Migración inversa: Qué encuentran los venezolanos que regresan a su país

Las razones son múltiples y complejas, pero la principal es el endurecimiento de políticas migratorias en países como Estados Unidos, Panamá y México, especialmente tras el regreso de Donald Trump a la presidencia.

por Noris Hernández

Nacional.- Durante más de una década, Venezuela fue epicentro de una de las mayores diásporas del Continente. Millones de ciudadanos partieron en busca de estabilidad, seguridad y oportunidades. Sin embargo, en los últimos años ha emergido un fenómeno inesperado: la migración inversa.

Venezolanos que, tras años en el extranjero, deciden regresar; están abultando las cifras de una nueva ola migratoria, que ya no es de ida sino de vuelta. Una  decisión que algunos ven como un fracaso mientras sus familiares lo ven como una posibilidad de reencuentro.

Una decisión comprensible para muchos. «Ya han tenido un desgaste económico y emocional, y, también, han tenido exposición a múltiples riesgos», explica el asesor en flujos migratorios Jaime Andrés Polanco en un reporte periodístico publicado por RTVE.

¿Qué los motiva? ¿Qué encuentran al volver? ¿Por qué regresan?

 Las razones son múltiples y complejas, pero la principal es el endurecimiento de políticas migratorias en países como Estados Unidos, Panamá y México, especialmente tras el regreso de Donald Trump a la presidencia, se ha puesto en marcha lo que describió como «la mayor operación de deportación” en la historia de Estados Unidos.

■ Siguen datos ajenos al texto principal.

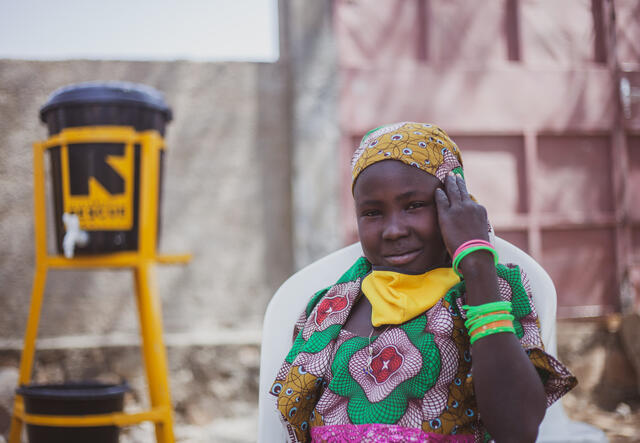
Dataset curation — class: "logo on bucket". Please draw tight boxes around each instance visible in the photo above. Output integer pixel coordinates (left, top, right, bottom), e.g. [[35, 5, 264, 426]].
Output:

En los últimos meses se ha observado un intenso operativo de deportaciones masivas y cancelación de citas de asilo, como las gestionadas por la app CBP One. La Administración Trump ha enviado cientos de vuelos de deportación a América Latina y el Caribe y se ha invocado una ley poco utilizada de 1798, llamada Ley de Extranjeros Enemigos, para justificar algunas expulsiones.

En febrero de 2025, apenas semanas después de asumir su segundo mandato, la Organización Internacional para las Migraciones (OIM) informó de un fuerte aumento de las solicitudes de Retorno Voluntario Asistido (AVR) de ciudadanos de países de toda América Latina.

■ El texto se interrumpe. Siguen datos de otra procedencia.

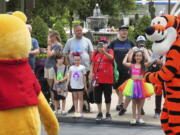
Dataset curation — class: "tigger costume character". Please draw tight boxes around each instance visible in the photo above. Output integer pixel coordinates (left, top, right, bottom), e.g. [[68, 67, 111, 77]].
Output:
[[144, 2, 180, 135], [0, 12, 59, 135]]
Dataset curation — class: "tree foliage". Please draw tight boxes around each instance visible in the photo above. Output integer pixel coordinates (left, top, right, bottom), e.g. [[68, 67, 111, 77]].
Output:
[[129, 16, 152, 48], [53, 20, 67, 44], [32, 16, 49, 47]]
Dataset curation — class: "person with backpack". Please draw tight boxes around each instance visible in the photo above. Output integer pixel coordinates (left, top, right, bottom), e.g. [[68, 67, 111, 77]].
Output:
[[109, 25, 134, 111], [51, 55, 68, 115], [89, 39, 114, 121], [44, 31, 62, 108]]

Situación que ha generado un evidente desencanto con el “sueño americano”, tras enfrentar discriminación, precariedad laboral o inseguridad en el extranjero.

Otros, aunque sean minoría, regresan por motivaciones personales como la reunificación familiar, nostalgia, o la percepción de una leve mejora en ciertas zonas del país.

El frustrante viaje de regreso

El retorno no es sencillo. Muchos migrantes cruzan el Tapón del Darién, el peligroso paso selvático entre Colombia y Panamá, en sentido contrario, enfrentando los mismos peligros que en su ida: redes de trata, violencia sexual, extorsiones y naufragios. A través de este paso fronterizo, por ejemplo, más de 13.200 migrantes han transitado hacia el sur en lo que va de 2025, 94% de ellos venezolanos, registrando una caída del 99,7 por ciento en el movimiento hacia el norte en abril, según el presidente panameño José Raúl Mulino.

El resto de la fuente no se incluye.